Doctors tend to enjoy music, and the same is true for mathematicians, who deal with abstract patterns. Fundamentally, our enjoyment of music has something to do with the recognition of these patterns. And wherever patterns show up, math shows up.
So there I sat at the post-Guarneri-concert party flanked by two mathematicians who plied me with all kinds of questions. Considering their background, I wondered whether they listened differently from the rest of us. Aside from abstract patterns, did they think about the collection of frequencies that make up harmony, or the twelve-tone scale we mostly employ in Western music? Apparently none of these, for the two mathematicians seemed intent only on expressing their joy of music and their curiosity about our lives on the road.

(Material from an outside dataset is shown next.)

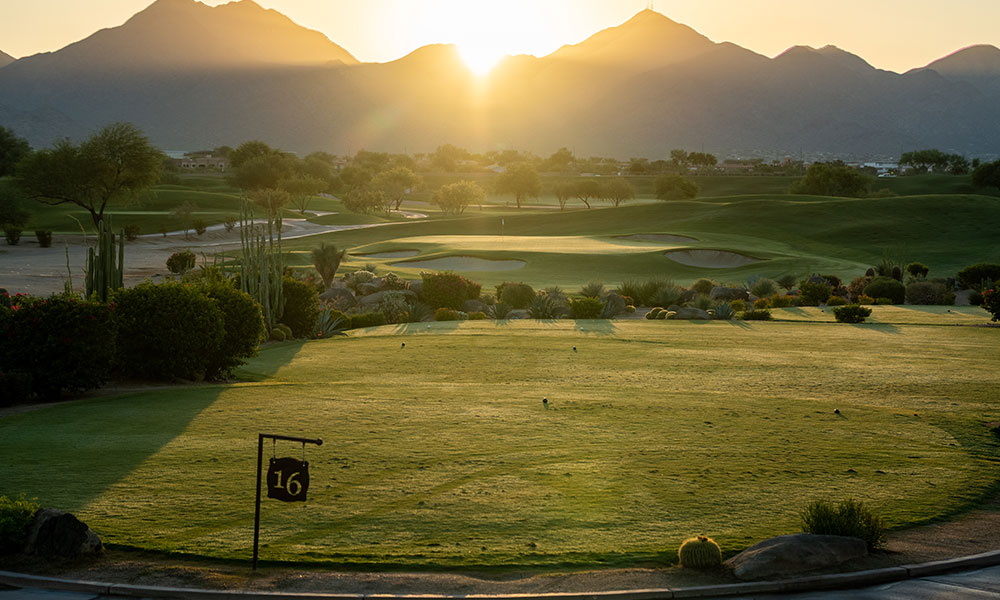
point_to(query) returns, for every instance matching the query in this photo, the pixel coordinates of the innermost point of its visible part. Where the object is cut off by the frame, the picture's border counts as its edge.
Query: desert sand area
(29, 269)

Then the conversation took an unexpected turn. “You musicians are admired, celebrated, always in the public eye, and people even come up to you on the street to say how much they enjoyed last night’s performance. We’re jealous,” the mathematician added, with mock sadness. “We sit and work in our cubbyholes, teach our classes, occasionally do brilliant work exploring the boundaries of the universe, and yet, aside from our inner circle of professionals, absolutely no one even knows who we are. For example, do you realize that the most famous mathematician in all of America mows his lawn every weekend and the neighbors think he’s the gardener?”
“That can’’t be true,” I blurted out in disbelief. The two mathematicians looked at each other impishly, and then one of them turned to me and said rather smugly, “Name one well-known American mathematician.” “That’s easy,” I responded without a moment’s hesitation, “Leo Zippen.” A look of utter surprise flashed across his face and then he turned to his colleague. “Leo Zippen was the author of The Uses of Infinity,” he said. “Not only that,” said the other, “he and his colleagues solved Hilbert’s fifth problem.” Then the two of them turned to me and asked, almost in unison, “How do you know Leo Zippen?” Nonchalantly, I answered, “Doesn’t everybody?”
In truth, the only reason I knew Leo Zippen was because he and his wife lived in an apartment across from ours on the Upper West Side of Manhattan, and we had become friends.
Of course, I quickly confessed to the charade. Who was the most famous mathematician in America? I had no idea. Still, the other side of our conversation, the glamorization of a musician’s life, seemed to need amending. After all, public recognition doesn’t necessarily have a long shelf life. I told the two mathematicians a story that the famous concert violinist Ruggiero Ricci used to tell about himself. In later life he was walking past New York City’s Lincoln Center, when a man came up to him and asked, “Excuse me, sir, didn’t you use to be Ruggiero Ricci?”
Perhaps the areas of music, math, physics, and medicine are next-door neighbors in the brain, but the two mathematicians and I left that subject undiscussed, as we joined my Guarneri Quartet colleagues for dessert.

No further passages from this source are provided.